咲かない花。

遅咲きでも狂い咲きでも良かったんだけど、なんか咲かないっぽい。それが私。

ザビエルが後世に伝えたかったこと。

「お父さん知ってる? ザビエルゾーンをマッサージだって」

 16歳の長女が、美容グッズに書かれていた説明を読み上げて教えてくれた。
 ザビエルゾーン。聞いたこともない。私が知っているザビエルといえば、室町時代に日本を訪れたカトリック宣教師のフランシスコ・ザビエルしかいない。

 

 でもこのザビエルが美容と何の関係があるのか。TゾーンやUゾーンなら知っている。おでこと鼻筋のラインがTゾーンで、両頬とアゴを繋いだラインがUゾーンだ。

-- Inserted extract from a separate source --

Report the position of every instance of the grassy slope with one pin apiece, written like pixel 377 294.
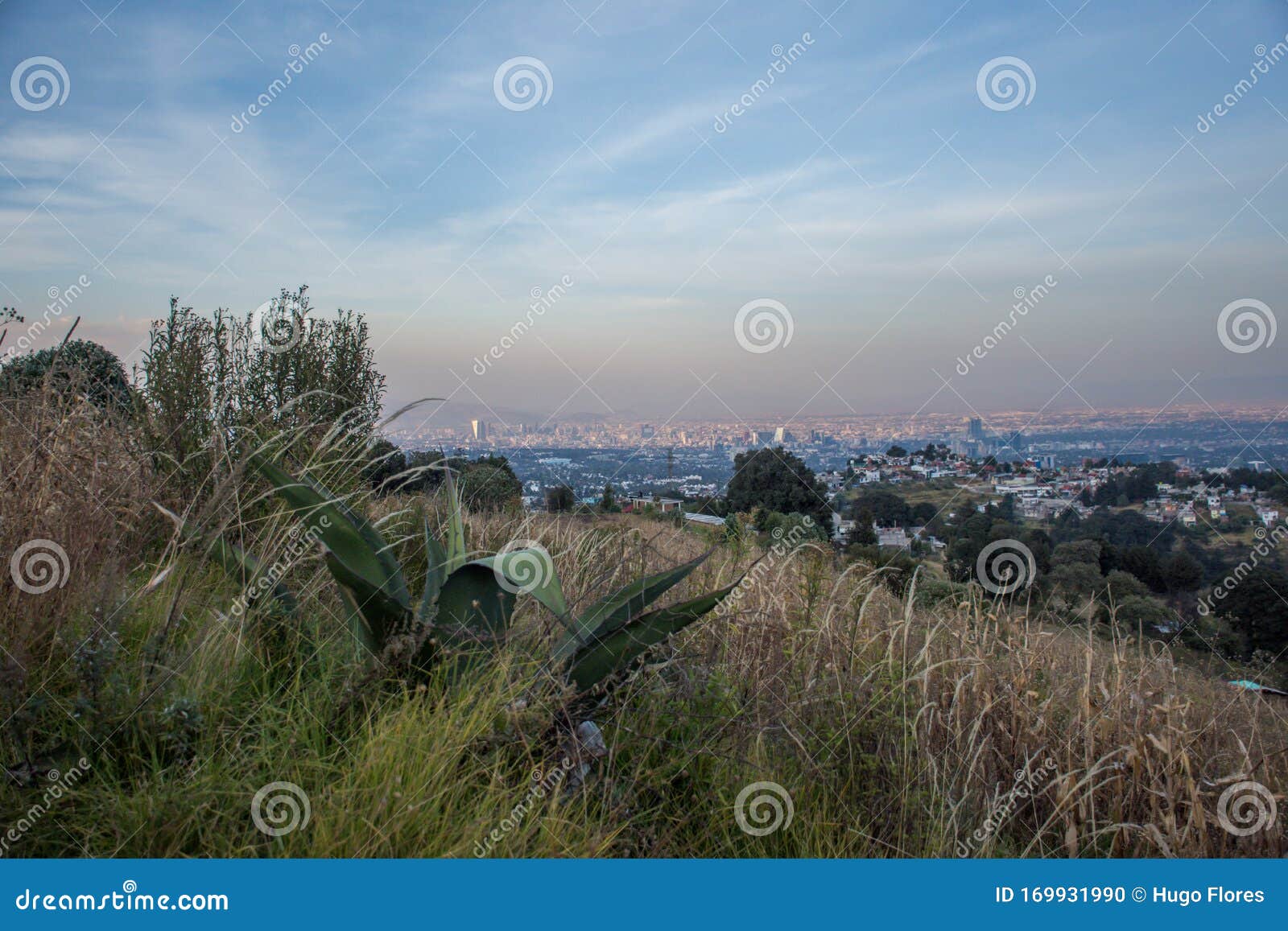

 そこまで考えたところで、私はある可能性に思い至った。改めて脳内にザビエルの肖像画を思い浮かべてみる。
 嫌な予感を感じつつも、私は努めて平静を装い長女に聞いてみた。

「それで? ザビエルゾーンってどこなの?」

「頭頂部」

 メーデーメーデー。イジっている。全力でザビエルの頭頂部をイジっている。こんばんは。イ・ジッテルです。本日夜9時から始まる新ドラマ『恋の横着』に出演します。ぜひ観てください。

 絶対に観ない。パクリ臭がスゴい。いやそんなことはどうでも良い。でもこれは良くない。無駄に厳しいコンプライアンスを振りかざしてあらゆる事象を責め立てる昨今のくせに、ザビエルの頭頂部だけは都合よくコンプラ適用外か? そうは問屋が卸さないぜ。問屋(笑)。

 日本に初めてキリスト教を伝え、日本人に対して「他のどの国の民より優れており、親しみやすく善良で悪意がない」と最高評価を下し、死後は列聖され聖人にまでなられた聖フランシスコ・ザビエル。500年も後になって、自分の頭頂部を美容ゾーンとして揶揄されるとは、よもや思いもしなかっただろう。

 そもそも、彼のあの頭頂部は自然由来なのか? 自分で意図的に施したヘアスタイルの可能性も払拭できない。「これイケてるっしょー」とか言って。いや全然イケてない。良くて河童、悪くて逆ラーメンマン

 いずれにしても、ザビエルが後世に残したかったのは、ザビエルゾーン。コレではなかったのだろう。


 ちなみに日本に初めてメガネを持ち込んだのもフランシスコ・ザビエルと言われている。そんなものを持ち込む前にズラ持ち込めザビエル。